5. Trust your match scores
How much do you trust — or even understand — your match scores?
Many search engines use complicated ranking functions to estimate a name’s match to a given query. Their results are often based on factors such as how often, or how infrequently, a name appears in a document or set of documents. The match scores these search engines deliver is a ratio based on those frequencies. This scoring system is suboptimal for name matching because, while it gives users an idea of how often search teams appear, it does not clearly indicate how closely search terms match.
A better way
Technologically superior, API-based name matching solutions now on the market can alleviate these problems, improving customs and border security.
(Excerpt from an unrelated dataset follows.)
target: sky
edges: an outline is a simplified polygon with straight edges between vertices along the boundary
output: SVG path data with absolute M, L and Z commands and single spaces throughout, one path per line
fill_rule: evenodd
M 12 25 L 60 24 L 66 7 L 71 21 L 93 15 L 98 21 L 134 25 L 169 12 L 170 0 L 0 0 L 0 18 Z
AI-powered name matching systems match names across a broad variety of languages and scripts, detecting aliases, nicknames, and misspellings. To disambiguate names, (to find the right “John Aaron Smith”) they apply additional identifiers to each record. These identifiers help to differentiate between the real estate agent John Aaron Smith hoping to see Times Square and the John Aaron Smith who sells human beings. Similar capabilities help link corporate names to their nicknames and to names of their subsidiaries. In doing so, these systems both improve matching capabilities and dramatically reduce instances of false matches.
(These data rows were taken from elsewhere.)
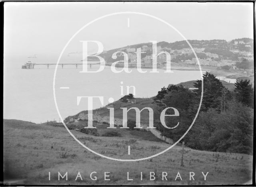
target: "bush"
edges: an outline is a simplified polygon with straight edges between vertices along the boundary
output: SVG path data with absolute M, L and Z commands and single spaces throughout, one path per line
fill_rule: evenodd
M 106 132 L 102 134 L 102 136 L 113 137 L 118 136 L 120 137 L 122 136 L 121 134 L 116 131 L 110 131 Z
M 77 128 L 76 126 L 74 124 L 67 124 L 67 127 L 70 130 L 74 130 Z
M 98 133 L 97 129 L 96 128 L 83 128 L 80 129 L 80 132 L 83 133 L 95 136 L 98 136 L 99 133 Z

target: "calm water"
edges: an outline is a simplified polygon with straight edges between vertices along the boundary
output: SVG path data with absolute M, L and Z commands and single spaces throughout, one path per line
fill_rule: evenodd
M 93 67 L 96 70 L 97 67 Z M 114 73 L 110 67 L 95 73 L 80 73 L 81 69 L 66 66 L 57 71 L 56 98 L 63 118 L 69 115 L 87 110 L 87 100 L 81 100 L 77 105 L 78 96 L 104 96 L 104 105 L 110 97 L 114 100 L 122 96 L 121 86 L 126 94 L 127 86 L 136 88 L 136 97 L 150 97 L 156 95 L 161 88 L 169 84 L 176 84 L 200 78 L 199 71 L 173 70 L 172 73 L 141 73 L 131 69 L 131 73 Z M 4 118 L 31 121 L 45 122 L 55 119 L 59 120 L 54 102 L 52 84 L 54 67 L 34 69 L 6 69 L 4 75 Z M 121 83 L 122 82 L 122 84 Z M 69 89 L 61 89 L 69 87 Z M 130 89 L 130 93 L 132 93 Z M 94 100 L 94 108 L 102 106 L 98 99 Z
The best name matching technologies also provide clear scores, helping you to understand why two names have been deemed a “match” or a “mismatch,” thereby giving you confidence in the match obtained. Unhappy with the decisions your system has made? Good systems empower you to track the “matches” that you would consider a mismatch, track the “mismatches” you would consider a match, then adjust scoring paraments accordingly: giving more or less weight to parameters including disordered name components; translations or transliterations; initialisms; nickname and aliases, and homonyms and gender conflicts (John Aaron Smith vs. Jan Erin Smith). Finally, by improving match processes, these systems reduce the investigative time that must be spent responding to alerts.
About Rosette by Babel Street
Rosette by Babel Street is a scalable API-based software solution that enables increased automation of personal and organization name-matching and disambiguation across large volumes of structured and unstructured text. It employs AI-powered fuzzy matching capabilities to recognize names in all their varieties. Rosette’s language capability transliterates names from dozens of languages — including complex, non-Latin languages such as Arabic, Chinese, Hebrew, Japanese, Korean, and Russian.
Rosette can help you build confidence in your name-matching processes. Rather than just providing a “match/no match” report, Rosette provides normalized, actionable scores indicating its confidence in each match. Scores run from 0 to 1, with, as examples, a 0.5 indicating a 50% degree of confidence in the match, and 0.75 indicating a 75% degree of confidence. Enabling users to easily fine-tune more than 20 match parameters — and to see how matches are being scored and the decisions behind the scores — provides increased confidence in the validity of your matches while reducing the number of mismatches that must be examined manually.
With its highly flexible API architecture, Rosette is easily integrated into existing systems. Uniquely transparent and explainable, it is trusted by governments worldwide.
All names, companies, and incidents portrayed in this document are fictitious. No identification with actual persons (living or deceased), places, companies, and products are intended or should be inferred.